Two young girls in the National Capital lost their parents, while undergoing Covid treatment in a hospital, in a gap of two days. On both occasions, their relatives turned their back on the desolate girls; it was their friends and colleagues who took charge of the last rites of the parents; it was again friends who took the hapless girls under their wings till they regained their composure.
A middle aged man in Kerala, suffering from Covid, had a fall from the top floor of a building he lived. Not a single soul from the vicinity ventured out to rush him to the hospital. By the time police and volunteers came, it was too late.
In a video of a funeral that went viral, one can see only the priest and a few volunteers present. The relatives and friends of the diseased seem to have done a vanishing act for fear of the tiny virus. Equally pathetic were the scenes of bodies strewn on the banks of Ganga or floating in the river as their relatives were unwilling to give them a decent funeral.

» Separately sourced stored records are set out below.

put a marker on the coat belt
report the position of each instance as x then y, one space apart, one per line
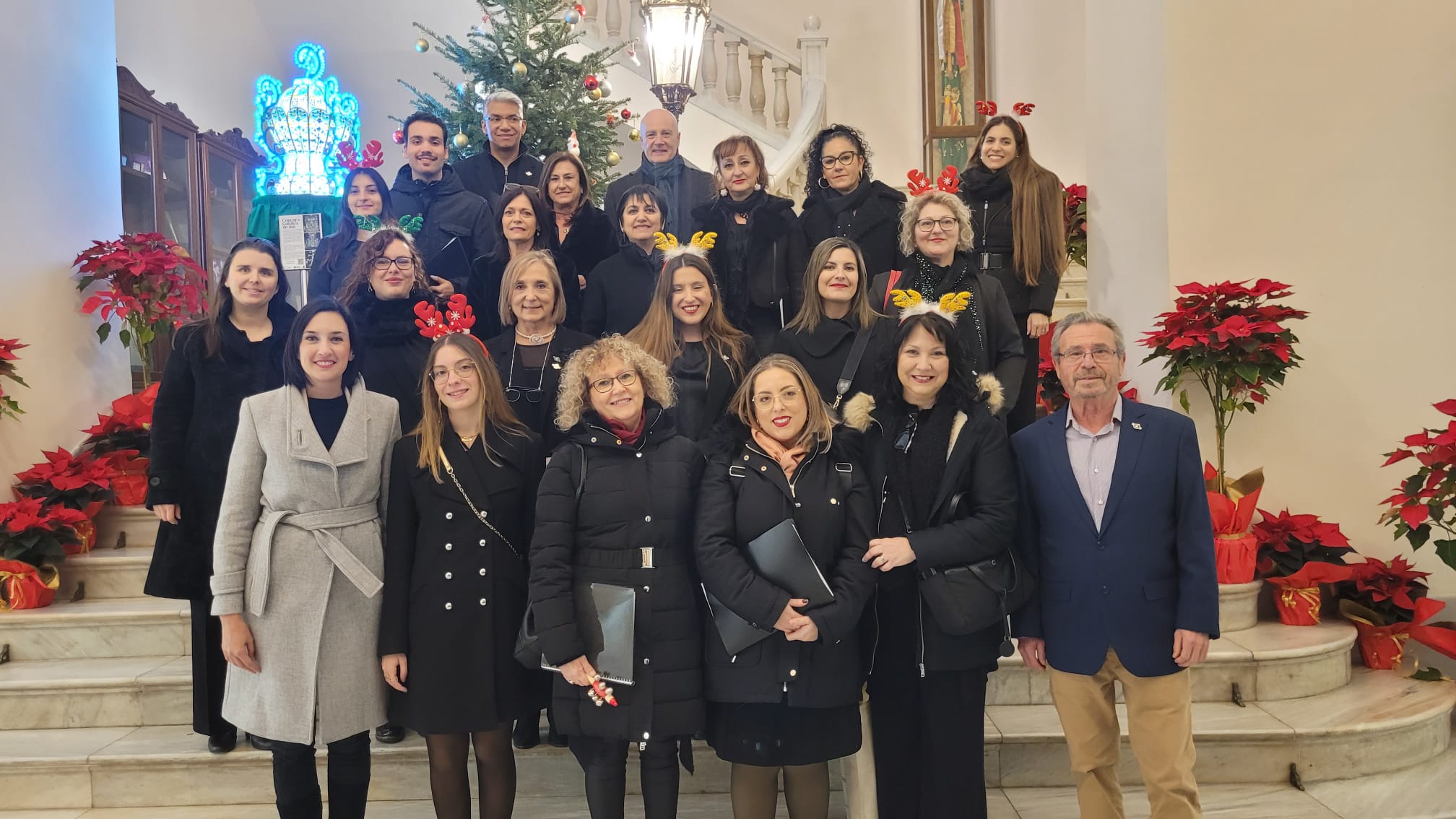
319 524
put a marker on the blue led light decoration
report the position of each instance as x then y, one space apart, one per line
300 129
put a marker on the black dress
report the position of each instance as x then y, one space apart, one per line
392 353
523 376
455 589
781 703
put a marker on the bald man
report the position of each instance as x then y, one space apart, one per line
683 187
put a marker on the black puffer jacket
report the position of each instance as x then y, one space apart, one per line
874 225
745 495
193 428
632 498
450 212
973 518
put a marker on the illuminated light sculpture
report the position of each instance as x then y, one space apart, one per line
300 129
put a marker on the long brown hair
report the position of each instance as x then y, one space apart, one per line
657 333
355 283
1039 235
812 309
495 410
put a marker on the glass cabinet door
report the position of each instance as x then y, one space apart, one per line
139 204
222 209
176 203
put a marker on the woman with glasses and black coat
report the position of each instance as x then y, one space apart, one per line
947 490
841 199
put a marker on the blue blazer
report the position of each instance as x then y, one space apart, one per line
1149 568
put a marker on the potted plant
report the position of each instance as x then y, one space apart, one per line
1423 500
8 358
1232 340
150 285
74 481
124 439
1296 554
34 538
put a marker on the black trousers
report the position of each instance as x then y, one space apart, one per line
928 738
604 764
209 671
296 780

Such tales are galore. They stare at us, tossing a few searing questions: Who are our brothers and sisters? Who are our friends? Who are our neighbours? Has human relationship lost its soul?
Probably the parable of the Good Samaritan would be the best answer to these queries. Here Jesus answers a lawyer, eager to know who his neighbour is, through the parable. The one who shows compassion and mercy is our neighbour.
Covid time is replete with stories of those who have given a new definition to human relationship. It has opened our eyes. When the near and dear ones don’t give a damn to their own siblings and kith and kin, it is the ‘unknown neighbours’ who come to their rescue.
It could be in finding a bed in hospitals; getting an oxygen cylinder; making medicines available; taking someone to a hospital; or making arrangements of the final journey of a deceased. Here the umbilical cord of human relationship finds a new meaning.
Covid was only a trigger. People dumping their family members in hospices and old age homes has been in vogue for many years. People prefer to retreat to the cocoon of self-interest; they have become blind to the sufferings of others.
Covid phobia has led people to get abusive, virtually and physically. However, one cannot miss the contrast, though they are few and far between. There are innumerable health workers – doctors, nurses and others – who have donned the mantle of saviours in this pandemic. Their tales of valour and compassion should go into the annals of history as inspiring role models. They exist like bubbles of hope.
The social media messages seeking help are indicative of the helplessness people feel in the midst of this pandemic. In some cases, it is the feeling of abandonment that forces them to knock at the ‘unknown doors’. Many are left to fend for themselves until a Good Samaritan comes to their rescue. One can understand the panic, but it cannot make people to treat the Covid-affected as outcasts and dump them like garbage.